头图

ShowMeAI研究中心


第2门课 改善深层神经网络:超参数调试、正则化以及优化,第3周:超参数调试,batch正则化和程序框架

This series is based on the learning and summary of Mr. Wu Enda's "Deep Learning Specialization". The corresponding course videos can be viewed here .

introduction

In ShowMeAI's previous article, Neural Network Optimization Algorithms , we introduced the following:

  • batch/mini-batch/ Stochastic gradient descent
  • Exponentially weighted averages and bias correction
  • Momentum Gradient Descent, RMSprop and Adam Algorithms
  • learning rate decay
  • The concept and conclusion of local optimum

In this article, we will focus on the three parts of hyperparameter debugging, BN (Batch Normalization) and deep learning programming framework.

1. Hyperparameter debugging

调试处理 Tuning Process

There are many hyperparameters ( Hyperparameters ) that need to be debugged for deep neural networks. Let's take a look at how to debug them.

1.1 Ranking of importance

Among the hyperparameters mentioned by Mr. Wu Enda, the order of importance is (for reference only):

超参数调试处理

Most important :

  • Learning rate\( \alpha\)

Next important :

  • \( \beta\) : Momentum decay parameter, usually set to 0.9
  • \( n^{[l]}\) : The number of neurons in each hidden layer (#hidden units)
  • Size of Mini-Batch

Important again :

  • \( \beta_1\) , \( \beta_2\) , \( \varepsilon\) : Hyperparameters of Adam's optimization algorithm, usually set to 0.9, 0.999, \( 10^{-8}\)
  • \( L\) : the number of neural network layers (#layers)
  • decay_rate: learning decay rate

1.2 Parameter tuning skills

Let's take a look at the hyperparameter selection and debugging methods of neural networks. In traditional machine learning, we select any number of points equidistantly for each parameter, and then use the parameter combinations corresponding to different points for training, and finally select the best one according to the performance on the validation set. parameter.

For example, there are two parameters to be debugged, Hyperparameter 1 and Hyperparameter 2. On each parameter, select \( 5\) points at even intervals, thus forming \( 5 \times 5=25\) parameter combinations, as shown in the figure shown. This approach works better when there are fewer parameters.

超参数调试处理

However, in the deep neural network model, we generally do not use this method of evenly spaced points, and a better way is to use random selection. That is to say, for the above example, we randomly select 25 points as hyperparameters to be debugged, as shown in the following figure:

超参数调试处理

The purpose of randomizing the selection of parameters is to obtain as many parameter combinations as possible. Still in the above example, with uniform sampling, there are only 5 cases for each parameter; with random sampling, there are 25 possible cases for each parameter, so it is more likely to get the best parameter combination.

Another benefit of this approach is that the selection between parameters of different importance is better . Assuming that hyperparameter1 is \( \alpha\) and hyperparameter2 is \( \varepsilon\), obviously the importance of the two is different.

  • If the first method of uniform sampling is used, the effect of \( \varepsilon\) is small, equivalent to only 5 \( \alpha\) values being selected.
  • If the second method of random sampling is used, both \( \varepsilon\) and \( \alpha\) have the potential to choose 25 different values. This greatly increases the number of \( \alpha\) debugs, making it more likely to select the optimal value.
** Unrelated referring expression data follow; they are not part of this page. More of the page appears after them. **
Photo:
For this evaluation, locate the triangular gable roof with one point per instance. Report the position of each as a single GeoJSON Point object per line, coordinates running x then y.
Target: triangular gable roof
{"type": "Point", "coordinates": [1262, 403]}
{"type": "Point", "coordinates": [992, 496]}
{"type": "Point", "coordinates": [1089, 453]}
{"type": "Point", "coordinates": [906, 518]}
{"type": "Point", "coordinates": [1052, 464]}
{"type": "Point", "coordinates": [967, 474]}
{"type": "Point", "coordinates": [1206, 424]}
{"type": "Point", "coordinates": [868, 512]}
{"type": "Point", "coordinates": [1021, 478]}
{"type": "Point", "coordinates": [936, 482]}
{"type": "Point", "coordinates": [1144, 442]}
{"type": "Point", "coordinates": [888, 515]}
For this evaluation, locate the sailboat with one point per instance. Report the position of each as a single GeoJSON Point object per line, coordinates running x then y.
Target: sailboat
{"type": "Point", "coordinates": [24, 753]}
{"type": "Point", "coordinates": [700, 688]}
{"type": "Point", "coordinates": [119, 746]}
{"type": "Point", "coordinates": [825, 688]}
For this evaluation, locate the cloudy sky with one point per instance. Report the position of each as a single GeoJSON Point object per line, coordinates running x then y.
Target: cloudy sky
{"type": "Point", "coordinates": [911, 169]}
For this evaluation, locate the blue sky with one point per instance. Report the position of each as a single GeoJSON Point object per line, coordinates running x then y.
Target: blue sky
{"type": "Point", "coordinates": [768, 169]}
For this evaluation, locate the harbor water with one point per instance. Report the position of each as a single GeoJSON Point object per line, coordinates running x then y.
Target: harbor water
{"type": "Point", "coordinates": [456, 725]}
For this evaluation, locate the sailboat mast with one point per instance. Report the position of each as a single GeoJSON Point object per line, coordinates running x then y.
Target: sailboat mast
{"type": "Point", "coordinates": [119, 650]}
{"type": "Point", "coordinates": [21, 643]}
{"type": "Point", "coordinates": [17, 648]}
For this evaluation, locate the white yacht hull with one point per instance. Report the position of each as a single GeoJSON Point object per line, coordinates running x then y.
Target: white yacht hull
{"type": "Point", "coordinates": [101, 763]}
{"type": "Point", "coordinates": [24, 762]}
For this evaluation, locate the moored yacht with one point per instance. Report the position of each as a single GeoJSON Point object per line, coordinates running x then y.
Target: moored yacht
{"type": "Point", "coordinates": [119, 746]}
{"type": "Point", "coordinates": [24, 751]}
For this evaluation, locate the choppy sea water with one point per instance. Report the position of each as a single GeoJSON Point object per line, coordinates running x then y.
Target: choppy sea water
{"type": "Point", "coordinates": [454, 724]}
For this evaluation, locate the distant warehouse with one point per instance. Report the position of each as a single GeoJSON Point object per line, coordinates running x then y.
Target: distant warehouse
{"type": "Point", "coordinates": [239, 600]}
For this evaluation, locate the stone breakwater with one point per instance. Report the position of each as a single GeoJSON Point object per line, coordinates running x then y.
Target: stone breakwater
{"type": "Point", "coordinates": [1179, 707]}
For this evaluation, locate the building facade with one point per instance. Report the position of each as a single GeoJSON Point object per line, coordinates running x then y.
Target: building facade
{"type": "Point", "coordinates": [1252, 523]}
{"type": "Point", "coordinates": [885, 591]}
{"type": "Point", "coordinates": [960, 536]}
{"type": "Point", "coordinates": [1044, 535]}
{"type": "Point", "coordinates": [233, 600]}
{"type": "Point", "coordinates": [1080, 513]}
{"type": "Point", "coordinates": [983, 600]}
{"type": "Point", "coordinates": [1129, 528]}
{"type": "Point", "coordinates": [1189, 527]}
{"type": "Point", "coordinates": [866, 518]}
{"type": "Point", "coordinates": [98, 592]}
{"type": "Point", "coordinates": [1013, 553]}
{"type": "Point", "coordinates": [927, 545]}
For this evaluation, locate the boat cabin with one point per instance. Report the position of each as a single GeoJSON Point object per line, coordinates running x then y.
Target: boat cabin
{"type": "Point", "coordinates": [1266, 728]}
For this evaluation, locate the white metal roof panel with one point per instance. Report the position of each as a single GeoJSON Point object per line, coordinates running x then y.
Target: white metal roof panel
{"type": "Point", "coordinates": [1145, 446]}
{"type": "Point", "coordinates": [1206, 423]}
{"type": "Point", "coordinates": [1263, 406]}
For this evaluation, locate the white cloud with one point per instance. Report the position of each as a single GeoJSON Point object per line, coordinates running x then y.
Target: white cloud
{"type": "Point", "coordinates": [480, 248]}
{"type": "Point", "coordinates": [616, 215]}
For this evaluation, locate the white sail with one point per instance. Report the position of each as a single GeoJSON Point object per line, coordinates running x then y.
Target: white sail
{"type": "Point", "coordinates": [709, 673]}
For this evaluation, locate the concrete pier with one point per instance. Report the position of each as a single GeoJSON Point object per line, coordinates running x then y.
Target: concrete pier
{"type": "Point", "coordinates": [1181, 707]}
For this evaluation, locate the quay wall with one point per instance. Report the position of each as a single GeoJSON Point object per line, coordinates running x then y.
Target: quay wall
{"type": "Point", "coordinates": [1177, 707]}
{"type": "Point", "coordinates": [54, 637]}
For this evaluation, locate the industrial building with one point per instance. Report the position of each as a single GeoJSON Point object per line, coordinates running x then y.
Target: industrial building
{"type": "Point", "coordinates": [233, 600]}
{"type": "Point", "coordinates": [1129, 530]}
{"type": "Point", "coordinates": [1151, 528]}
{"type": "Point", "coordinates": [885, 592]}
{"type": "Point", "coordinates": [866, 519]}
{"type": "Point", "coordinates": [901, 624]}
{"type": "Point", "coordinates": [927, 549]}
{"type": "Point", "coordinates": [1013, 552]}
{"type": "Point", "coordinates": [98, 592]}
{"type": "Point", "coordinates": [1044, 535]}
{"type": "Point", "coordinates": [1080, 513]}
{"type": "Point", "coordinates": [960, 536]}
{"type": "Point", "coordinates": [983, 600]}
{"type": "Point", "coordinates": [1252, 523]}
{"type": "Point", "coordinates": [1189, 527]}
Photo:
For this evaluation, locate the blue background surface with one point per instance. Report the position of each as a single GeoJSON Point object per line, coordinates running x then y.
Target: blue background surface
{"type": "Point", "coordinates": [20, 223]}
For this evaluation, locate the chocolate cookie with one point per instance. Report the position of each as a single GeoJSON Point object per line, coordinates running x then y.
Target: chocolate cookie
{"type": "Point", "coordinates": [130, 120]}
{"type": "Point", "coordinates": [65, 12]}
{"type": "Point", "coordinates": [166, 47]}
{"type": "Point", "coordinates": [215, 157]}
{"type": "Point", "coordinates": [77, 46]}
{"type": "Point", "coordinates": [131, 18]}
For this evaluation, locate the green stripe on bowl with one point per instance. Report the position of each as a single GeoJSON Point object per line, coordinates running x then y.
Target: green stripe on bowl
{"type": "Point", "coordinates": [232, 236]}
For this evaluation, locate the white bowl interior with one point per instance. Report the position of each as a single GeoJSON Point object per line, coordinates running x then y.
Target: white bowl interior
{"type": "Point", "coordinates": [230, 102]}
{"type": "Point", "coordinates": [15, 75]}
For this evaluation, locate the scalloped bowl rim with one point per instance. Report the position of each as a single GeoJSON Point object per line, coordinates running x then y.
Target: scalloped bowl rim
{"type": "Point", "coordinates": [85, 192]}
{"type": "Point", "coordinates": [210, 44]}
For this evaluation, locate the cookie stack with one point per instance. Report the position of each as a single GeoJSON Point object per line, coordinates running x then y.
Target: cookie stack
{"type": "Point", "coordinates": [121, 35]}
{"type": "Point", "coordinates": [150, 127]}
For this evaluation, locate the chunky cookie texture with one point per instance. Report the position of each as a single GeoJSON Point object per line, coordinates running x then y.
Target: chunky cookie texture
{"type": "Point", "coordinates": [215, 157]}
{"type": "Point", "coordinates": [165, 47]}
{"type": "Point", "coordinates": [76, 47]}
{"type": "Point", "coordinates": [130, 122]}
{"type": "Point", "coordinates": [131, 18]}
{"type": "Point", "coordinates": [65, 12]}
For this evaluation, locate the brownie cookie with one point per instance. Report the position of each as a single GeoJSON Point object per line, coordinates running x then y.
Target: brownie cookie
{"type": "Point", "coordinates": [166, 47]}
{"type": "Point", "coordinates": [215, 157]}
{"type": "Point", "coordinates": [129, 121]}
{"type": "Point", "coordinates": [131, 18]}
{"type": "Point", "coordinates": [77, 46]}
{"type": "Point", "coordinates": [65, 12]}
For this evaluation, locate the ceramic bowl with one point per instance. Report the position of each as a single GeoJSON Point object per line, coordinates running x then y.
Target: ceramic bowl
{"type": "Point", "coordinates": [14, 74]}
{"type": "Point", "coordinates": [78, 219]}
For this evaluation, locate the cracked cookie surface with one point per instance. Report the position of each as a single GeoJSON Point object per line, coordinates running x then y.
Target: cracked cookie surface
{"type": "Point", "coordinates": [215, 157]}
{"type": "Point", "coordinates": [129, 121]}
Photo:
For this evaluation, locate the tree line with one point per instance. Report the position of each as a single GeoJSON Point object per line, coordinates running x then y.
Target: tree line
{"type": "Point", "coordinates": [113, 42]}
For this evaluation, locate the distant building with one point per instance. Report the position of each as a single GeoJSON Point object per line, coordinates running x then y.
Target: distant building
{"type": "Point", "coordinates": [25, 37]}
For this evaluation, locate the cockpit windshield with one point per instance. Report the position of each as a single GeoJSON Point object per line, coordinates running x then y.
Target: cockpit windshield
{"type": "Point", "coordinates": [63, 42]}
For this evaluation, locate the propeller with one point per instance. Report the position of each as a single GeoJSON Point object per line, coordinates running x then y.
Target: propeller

In fact, in practical applications, when it is completely unknown which parameter is more important, random sampling can effectively solve this problem, but uniform sampling cannot do this.

超参数调试处理

After random sampling, we may get some regional models that perform better. However, in order to get more precise optimal parameters , we should continue to do a coarse to fine sampling scheme on the selected regions. That is, zoom in on the area with better performance, and then do more dense random sampling of this area. For example, do another 25 random sampling of the square area in the lower right corner of the figure to get the best parameters.

In summary, the skills of the hyperparameter debugging process are summarized as follows:

  • Randomly select points (rather than uniformly), and use these points to experiment with the effect of hyperparameters . The reason for this is that it is difficult to know in advance how important the hyperparameters are, and more experiments can be done by choosing more values;
  • ②From rough to fine : a small area composed of points with good focusing effect, in which values are more densely taken, and so on;

1.3 Choose the right range

为超参数选择和适合范围 Using An Appropriate Scale to Pick Hyperparameters

The previous paragraph talked about using random sampling to debug hyperparameters. For some hyperparameters, uniform scale sampling is possible, but for some hyperparameters, different appropriate scales need to be selected for random sampling. for example:

① For hyperparameters (#layers) and (#hidden units) , both are positive integers, which can be uniformly sampled randomly, that is, the scale of each change of hyperparameters is consistent (for example, each change is 1, like a scale Like a ruler, the scale is even).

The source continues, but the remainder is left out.